Massimo Carminata fuori dal regime di carcere duro riservato ai boss mafiosi: il “Nero” dice addio al 41-bis. C’era una volta Mafia Capitale, infatti. Dopo la sentenza della Cassazione rimangono le vicende dei protagonisti del Mondo di mezzo, non più mafia, ma due associazioni a delinquere distinte anche se in affari tra loro. E ieri è arrivato l’ok dal ministero di Grazia e Giustizia dopo gli scontati e obbligati pareri positivi della Dda di Roma e della Superprocura antimafia: resterà dietro le sbarre ma in regime ordinario l’ex Nar (i Nuclei armati rivoluzionari dell’estrema destra eversiva), 61 anni, padrone incontrastato di Roma nord, già vicino alla Banda della Magliana, rispettato dal sottobosco criminale e non solo di tutta la Capitale, dalla Tuscolana dei Senese a Ostia, coinvolto in diversi misteri d’Italia, ma sempre rimasto in piedi fino al colpo inferto dalla procura guidata da Giuseppe Pignatone e dal Ros dei carabinieri con la retata del 2 dicembre 2014.
Al carcere duro a Parma: dicembre ’14-luglio ’17
Il “Cecato”, chiamato anche così a causa dell’occhio perso per un proiettile sparatogli in faccia dalla polizia nel 1981 vicino al confine svizzero, è appunto detenuto dallo storico arresto avvenuto a Sacrofano, al 41-bis esattamente dal 25 dicembre 2014 (fu trasferito dal carcere di Tolmezzo a Parma, lo stesso che ospitava sempre murato vivo al 41-bis il capo dei capi di Cosa nostra Totò Riina) fino al 24 luglio 2017: infatti, dopo la sentenza di primo grado – il tribunale decise non essere mafia come la Cassazione farà successivamente – Carminati lasciò già una prima volta il carcere duro. E si ritrovò nella casa circondariale di Oristano in Alta sicurezza.

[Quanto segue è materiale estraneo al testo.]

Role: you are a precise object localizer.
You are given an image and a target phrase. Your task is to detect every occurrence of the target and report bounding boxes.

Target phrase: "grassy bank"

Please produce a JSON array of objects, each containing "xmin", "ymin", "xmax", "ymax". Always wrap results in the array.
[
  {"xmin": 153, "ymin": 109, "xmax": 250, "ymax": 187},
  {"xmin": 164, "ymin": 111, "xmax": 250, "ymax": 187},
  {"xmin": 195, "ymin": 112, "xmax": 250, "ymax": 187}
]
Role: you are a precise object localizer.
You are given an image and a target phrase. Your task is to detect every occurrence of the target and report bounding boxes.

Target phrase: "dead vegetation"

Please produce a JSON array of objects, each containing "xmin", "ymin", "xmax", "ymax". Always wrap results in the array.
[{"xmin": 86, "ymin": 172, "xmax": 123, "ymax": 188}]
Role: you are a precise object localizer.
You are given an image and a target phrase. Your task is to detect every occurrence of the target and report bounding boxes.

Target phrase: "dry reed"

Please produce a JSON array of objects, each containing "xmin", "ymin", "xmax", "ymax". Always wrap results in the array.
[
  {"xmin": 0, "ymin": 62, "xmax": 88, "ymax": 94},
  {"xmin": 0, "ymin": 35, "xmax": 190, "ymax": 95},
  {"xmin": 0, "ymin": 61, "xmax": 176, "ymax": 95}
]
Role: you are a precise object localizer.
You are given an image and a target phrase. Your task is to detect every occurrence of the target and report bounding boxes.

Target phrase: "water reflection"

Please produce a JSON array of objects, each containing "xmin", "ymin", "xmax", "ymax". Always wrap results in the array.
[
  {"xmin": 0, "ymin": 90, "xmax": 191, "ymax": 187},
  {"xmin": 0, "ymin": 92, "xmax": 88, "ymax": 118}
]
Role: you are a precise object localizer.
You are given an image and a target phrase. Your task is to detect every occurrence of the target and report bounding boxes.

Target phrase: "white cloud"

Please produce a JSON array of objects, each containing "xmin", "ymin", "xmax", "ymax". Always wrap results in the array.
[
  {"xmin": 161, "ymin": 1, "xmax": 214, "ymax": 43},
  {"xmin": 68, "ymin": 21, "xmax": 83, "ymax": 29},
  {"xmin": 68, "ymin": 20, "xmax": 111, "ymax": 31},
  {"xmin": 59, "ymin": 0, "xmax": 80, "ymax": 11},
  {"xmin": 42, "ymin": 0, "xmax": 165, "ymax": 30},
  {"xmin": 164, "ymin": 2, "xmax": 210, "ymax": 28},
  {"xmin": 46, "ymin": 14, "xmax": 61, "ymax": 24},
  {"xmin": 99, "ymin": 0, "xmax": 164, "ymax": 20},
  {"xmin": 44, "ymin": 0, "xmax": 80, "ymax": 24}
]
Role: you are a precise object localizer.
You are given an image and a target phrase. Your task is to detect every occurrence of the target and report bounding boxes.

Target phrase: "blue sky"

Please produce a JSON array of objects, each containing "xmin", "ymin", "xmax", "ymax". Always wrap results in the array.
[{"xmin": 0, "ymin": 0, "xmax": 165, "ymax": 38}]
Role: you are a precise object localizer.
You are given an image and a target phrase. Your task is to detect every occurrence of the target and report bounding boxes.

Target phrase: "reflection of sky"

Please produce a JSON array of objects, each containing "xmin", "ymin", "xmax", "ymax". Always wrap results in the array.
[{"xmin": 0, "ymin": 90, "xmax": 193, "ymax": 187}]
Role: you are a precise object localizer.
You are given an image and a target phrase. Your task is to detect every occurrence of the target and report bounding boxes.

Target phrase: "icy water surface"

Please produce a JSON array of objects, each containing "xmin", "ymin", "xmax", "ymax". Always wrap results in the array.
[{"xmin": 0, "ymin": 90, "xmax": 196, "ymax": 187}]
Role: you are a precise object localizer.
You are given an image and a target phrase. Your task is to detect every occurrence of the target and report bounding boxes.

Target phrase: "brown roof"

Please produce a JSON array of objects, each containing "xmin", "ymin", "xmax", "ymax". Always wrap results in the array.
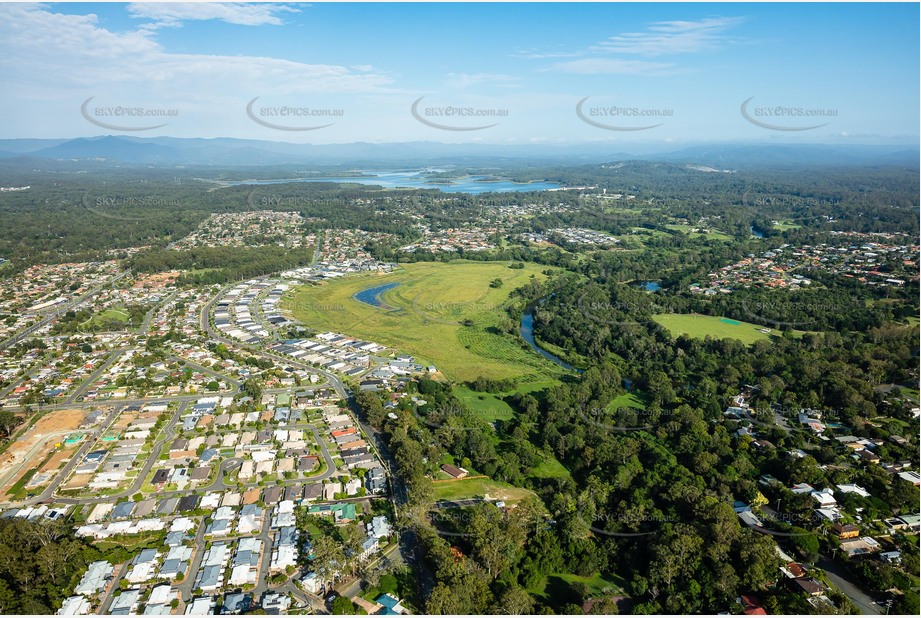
[
  {"xmin": 441, "ymin": 464, "xmax": 467, "ymax": 478},
  {"xmin": 793, "ymin": 578, "xmax": 824, "ymax": 595},
  {"xmin": 786, "ymin": 562, "xmax": 807, "ymax": 578},
  {"xmin": 242, "ymin": 488, "xmax": 261, "ymax": 505}
]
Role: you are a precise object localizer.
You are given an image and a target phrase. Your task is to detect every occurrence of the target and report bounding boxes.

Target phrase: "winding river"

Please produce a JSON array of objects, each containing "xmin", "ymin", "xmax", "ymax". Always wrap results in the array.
[{"xmin": 520, "ymin": 303, "xmax": 582, "ymax": 373}]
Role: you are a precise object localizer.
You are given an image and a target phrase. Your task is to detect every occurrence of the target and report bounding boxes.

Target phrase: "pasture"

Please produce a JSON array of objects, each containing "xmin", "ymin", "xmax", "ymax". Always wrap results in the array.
[{"xmin": 284, "ymin": 260, "xmax": 565, "ymax": 384}]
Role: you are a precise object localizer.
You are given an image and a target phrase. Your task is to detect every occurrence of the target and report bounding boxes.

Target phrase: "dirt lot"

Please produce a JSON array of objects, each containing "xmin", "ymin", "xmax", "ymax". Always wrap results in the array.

Alta sicurezza a Oristano, ora d’aria col boss Senese
In Sardegna incontrò, come spiegò lo stesso Carminati al suo legale Giosuè Bruno Naso, un vecchio amico, il capo della camorra a Roma: “Qui sto bene, benissimo. Sto bene di spirito e di corpo: mi sono anche abbronzato. Tutti cattivi eh, cattivissimi. Addirittura ho potuto rivedere Michele Senese. Ci siamo salutati”. Era il 4 agosto 2017.
Ripristino della misura ultrarestrittiva nel 2018
Più di un anno dopo, l’11 settembre 2018 la Corte d’appello lo condanna per il 416-bis, associazione a delinquere di stampo mafioso. E Carminati ritorna al 41-bis, questa volta nel supercarcere di Sassari. In primo grado Carminati è stato condannato a 20 anni senza “mafia”, in appello con la “mafia” a 14 anni e 6 mesi. Ha già scontato cinque anni, resterà dentro anche se non più al 41-bis, deciderà il Dap la nuova destinazione. Il ricalcolo della pena sarà stabilito col ritorno in Corte d’appello, si saprà quando fra una sessantina di giorni, dopo il deposito delle motivazioni della Cassazione.
E l’ex ras delle cooperative prova a ritornare libero
Lo stesso discorso vale per Salvatore Buzzi, 63 anni, capo storico delle cooperative sociali romane, assassino riabilitato e laureato in carcere nei primi anni Ottanta, al vertice della seconda associazione a delinquere in affari con il sodalizio di Carminati. Il legale Alessandro Diddi ha già presentato istanza di scarcerazione: “Il mio assistito, Salvatore Buzzi, va fatto uscire di galera, gli va immediatamente revocata la misura cautelare in carcere”. Deciderà la Corte d’appello, potrà seguire il ricorso in Riesame, e Buzzi in linea del tutto teorica potrebbe rimanere fuori almeno fino al ricalcolo della pena se non sarà ravvisato pericolo di fuga o reiterazione del reato. Anche Buzzi ha già scontato cinque anni di carcere, in primo grado senza “mafia” fu condannato a 19 anni e in appello con la “mafia” a 18 anni e otto mesi.